Search code examples
pandasplotlybar-charthistogramplotly-python

Why are the px.bar colors getting brighter/lighter when size of the data getting bigger?


I have a problem with plotly bar when using with 2 categorical columns , the graph is working but not clear as you can see . I changed colors but still the same .

Data sample :

Job                y

Housemaid          yes 
Admin.             No
Services           yes
Services           no

A very simple code but couldn't figure out the problem .

fig = px.bar(bank_data ,x="job", color="y")
fig.show()

here is what I get

plotly bar result

edit: it depends on the size of the data , for example when I use 1000 row ,that's what I get .

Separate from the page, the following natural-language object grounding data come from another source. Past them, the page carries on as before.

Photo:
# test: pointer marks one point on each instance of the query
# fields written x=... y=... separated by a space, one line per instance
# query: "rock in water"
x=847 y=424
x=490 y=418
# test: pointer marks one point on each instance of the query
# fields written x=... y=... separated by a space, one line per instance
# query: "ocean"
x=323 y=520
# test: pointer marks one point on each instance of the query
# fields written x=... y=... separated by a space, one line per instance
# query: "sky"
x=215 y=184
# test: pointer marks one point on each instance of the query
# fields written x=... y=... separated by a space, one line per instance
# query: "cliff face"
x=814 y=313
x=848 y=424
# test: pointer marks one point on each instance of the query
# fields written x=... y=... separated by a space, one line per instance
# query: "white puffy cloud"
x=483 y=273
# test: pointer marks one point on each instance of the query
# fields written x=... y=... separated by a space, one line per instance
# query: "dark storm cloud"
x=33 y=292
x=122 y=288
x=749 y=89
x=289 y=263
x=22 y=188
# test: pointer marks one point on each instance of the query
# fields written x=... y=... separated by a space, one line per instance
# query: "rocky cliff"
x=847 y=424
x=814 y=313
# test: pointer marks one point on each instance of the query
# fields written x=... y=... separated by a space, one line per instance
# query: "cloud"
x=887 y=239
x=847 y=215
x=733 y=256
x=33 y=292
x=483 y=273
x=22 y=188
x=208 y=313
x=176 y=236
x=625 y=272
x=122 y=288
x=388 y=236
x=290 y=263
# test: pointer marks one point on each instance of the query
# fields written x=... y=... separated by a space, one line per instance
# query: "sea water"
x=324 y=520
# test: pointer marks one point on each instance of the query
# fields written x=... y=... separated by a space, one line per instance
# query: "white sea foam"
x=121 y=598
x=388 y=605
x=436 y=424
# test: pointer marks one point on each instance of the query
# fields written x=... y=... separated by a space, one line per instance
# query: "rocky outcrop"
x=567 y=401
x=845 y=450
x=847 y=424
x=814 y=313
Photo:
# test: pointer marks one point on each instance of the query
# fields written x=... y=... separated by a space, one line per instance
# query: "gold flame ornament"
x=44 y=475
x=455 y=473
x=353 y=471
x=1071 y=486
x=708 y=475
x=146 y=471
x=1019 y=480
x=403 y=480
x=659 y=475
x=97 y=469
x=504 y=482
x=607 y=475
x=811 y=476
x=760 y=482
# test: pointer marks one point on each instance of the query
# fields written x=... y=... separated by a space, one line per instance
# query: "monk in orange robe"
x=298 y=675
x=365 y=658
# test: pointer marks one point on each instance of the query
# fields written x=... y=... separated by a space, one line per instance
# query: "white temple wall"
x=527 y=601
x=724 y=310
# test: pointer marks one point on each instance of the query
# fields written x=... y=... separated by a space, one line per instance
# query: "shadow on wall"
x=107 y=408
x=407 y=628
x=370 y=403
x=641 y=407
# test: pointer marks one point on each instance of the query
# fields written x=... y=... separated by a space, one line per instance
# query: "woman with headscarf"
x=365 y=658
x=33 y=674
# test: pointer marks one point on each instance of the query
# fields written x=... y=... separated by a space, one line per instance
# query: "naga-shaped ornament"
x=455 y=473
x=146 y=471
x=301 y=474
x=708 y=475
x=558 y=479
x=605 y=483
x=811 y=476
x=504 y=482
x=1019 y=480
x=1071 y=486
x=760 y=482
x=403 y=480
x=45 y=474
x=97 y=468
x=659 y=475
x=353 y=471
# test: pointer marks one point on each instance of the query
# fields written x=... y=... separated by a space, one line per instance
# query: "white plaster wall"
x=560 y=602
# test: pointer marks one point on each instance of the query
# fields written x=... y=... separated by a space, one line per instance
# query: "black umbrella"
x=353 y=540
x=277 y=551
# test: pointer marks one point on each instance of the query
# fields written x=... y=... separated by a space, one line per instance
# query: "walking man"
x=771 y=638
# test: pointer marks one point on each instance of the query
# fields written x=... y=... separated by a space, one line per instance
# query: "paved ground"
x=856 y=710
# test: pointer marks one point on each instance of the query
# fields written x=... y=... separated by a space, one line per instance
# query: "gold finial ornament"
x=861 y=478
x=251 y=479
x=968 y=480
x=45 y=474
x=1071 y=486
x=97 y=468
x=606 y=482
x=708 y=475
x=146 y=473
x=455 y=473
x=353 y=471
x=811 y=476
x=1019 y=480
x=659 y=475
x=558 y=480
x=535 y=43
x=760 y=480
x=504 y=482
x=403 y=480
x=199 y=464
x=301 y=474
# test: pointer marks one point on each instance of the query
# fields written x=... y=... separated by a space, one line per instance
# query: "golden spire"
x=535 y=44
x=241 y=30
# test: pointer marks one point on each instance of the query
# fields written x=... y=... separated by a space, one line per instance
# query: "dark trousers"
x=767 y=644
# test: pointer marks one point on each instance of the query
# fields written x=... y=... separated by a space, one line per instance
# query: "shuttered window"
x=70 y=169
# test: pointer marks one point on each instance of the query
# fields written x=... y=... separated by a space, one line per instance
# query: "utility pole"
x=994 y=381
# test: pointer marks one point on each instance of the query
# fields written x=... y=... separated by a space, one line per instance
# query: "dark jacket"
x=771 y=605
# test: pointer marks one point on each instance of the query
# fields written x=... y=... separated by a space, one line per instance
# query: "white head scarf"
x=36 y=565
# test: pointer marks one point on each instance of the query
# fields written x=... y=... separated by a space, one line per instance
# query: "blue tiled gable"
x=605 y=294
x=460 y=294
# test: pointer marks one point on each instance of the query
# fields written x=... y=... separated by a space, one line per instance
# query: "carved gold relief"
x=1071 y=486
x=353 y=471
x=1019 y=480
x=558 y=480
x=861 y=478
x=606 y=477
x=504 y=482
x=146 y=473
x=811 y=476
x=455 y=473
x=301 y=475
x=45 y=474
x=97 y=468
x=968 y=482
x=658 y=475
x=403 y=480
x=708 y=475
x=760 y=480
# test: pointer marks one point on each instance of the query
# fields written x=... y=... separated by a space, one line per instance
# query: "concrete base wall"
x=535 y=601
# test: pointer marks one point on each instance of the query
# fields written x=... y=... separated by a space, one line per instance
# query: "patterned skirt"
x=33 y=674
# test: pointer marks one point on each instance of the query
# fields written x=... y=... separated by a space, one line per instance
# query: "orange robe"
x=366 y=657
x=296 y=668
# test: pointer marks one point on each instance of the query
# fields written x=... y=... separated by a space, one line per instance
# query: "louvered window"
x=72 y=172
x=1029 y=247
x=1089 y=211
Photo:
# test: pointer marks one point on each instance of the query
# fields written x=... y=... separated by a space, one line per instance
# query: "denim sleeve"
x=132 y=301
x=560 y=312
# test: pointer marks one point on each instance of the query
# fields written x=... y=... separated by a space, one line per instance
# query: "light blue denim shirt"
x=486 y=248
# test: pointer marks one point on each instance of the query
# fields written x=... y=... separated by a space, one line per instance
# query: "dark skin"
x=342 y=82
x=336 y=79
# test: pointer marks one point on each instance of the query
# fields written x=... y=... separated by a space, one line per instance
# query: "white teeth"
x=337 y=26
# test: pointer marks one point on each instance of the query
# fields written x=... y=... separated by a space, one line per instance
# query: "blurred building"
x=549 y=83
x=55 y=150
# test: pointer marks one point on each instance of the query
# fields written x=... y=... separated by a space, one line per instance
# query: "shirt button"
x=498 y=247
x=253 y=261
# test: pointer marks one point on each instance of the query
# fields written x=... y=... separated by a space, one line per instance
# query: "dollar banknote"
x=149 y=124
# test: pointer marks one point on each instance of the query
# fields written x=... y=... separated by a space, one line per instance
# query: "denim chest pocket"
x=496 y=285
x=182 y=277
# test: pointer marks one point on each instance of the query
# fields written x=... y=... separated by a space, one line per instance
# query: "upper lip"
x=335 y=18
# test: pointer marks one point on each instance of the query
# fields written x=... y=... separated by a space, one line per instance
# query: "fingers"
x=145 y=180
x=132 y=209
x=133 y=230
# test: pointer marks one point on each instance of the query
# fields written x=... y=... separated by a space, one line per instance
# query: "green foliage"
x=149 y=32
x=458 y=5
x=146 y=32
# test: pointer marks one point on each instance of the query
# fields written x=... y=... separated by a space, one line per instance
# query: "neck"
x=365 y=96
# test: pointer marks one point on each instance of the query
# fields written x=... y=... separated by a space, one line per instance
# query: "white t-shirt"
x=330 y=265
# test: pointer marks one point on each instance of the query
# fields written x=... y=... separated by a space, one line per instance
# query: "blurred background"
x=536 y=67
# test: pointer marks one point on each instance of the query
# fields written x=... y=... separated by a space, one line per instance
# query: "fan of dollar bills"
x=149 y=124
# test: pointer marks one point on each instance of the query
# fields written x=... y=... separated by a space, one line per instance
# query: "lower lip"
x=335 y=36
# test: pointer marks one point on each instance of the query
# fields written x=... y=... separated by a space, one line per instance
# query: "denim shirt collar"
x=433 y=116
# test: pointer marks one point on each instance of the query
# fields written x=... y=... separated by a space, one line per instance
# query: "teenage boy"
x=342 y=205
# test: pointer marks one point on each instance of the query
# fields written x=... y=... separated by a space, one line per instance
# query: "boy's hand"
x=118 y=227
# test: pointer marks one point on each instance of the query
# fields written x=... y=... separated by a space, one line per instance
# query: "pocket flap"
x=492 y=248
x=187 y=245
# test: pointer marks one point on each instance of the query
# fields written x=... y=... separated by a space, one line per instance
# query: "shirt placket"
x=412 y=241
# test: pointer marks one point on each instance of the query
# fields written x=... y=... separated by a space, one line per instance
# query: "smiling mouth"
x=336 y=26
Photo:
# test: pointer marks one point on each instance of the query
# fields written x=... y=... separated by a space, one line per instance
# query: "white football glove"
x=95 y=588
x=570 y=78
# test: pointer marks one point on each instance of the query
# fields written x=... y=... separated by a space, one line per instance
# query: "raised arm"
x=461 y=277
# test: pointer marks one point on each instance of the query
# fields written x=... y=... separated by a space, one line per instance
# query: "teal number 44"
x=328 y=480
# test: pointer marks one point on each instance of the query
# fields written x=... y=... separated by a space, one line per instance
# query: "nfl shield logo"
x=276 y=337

enter image description here

but when I use 2000 row , the color become lighter enter image description here

that's why it isn't clear at all when using all of the data.

used data : https://www.kaggle.com/datasets/volodymyrgavrysh/bank-marketing-campaigns-dataset

Edit: solved by adding another column "count", then groupby "job" :

bank_data["count"]=1
bank_data=bank_data.groupby(["job","y"],as_index=False).sum()
fig=px.bar(bank_data,x="job",y="count",color="y",barmode='group')
fig.show()

The result is that: enter image description here


Solution

  • Your problem is to count number of yes and no for each job, therefore you can use px.histogram with barmode='group'for this task rather than creating new column in your dataframe as follows:

    import plotly.express as px
    import pandas as pd 
    
    df = pd.read_csv('bank-additional-full.csv',sep=';')
    
    fig = px.histogram(df ,x="job", color="y",barmode='group')
    fig.show()
    

    enter image description here

    Your problem is mentioned here and it is proposed to use hisogram rather than the bar.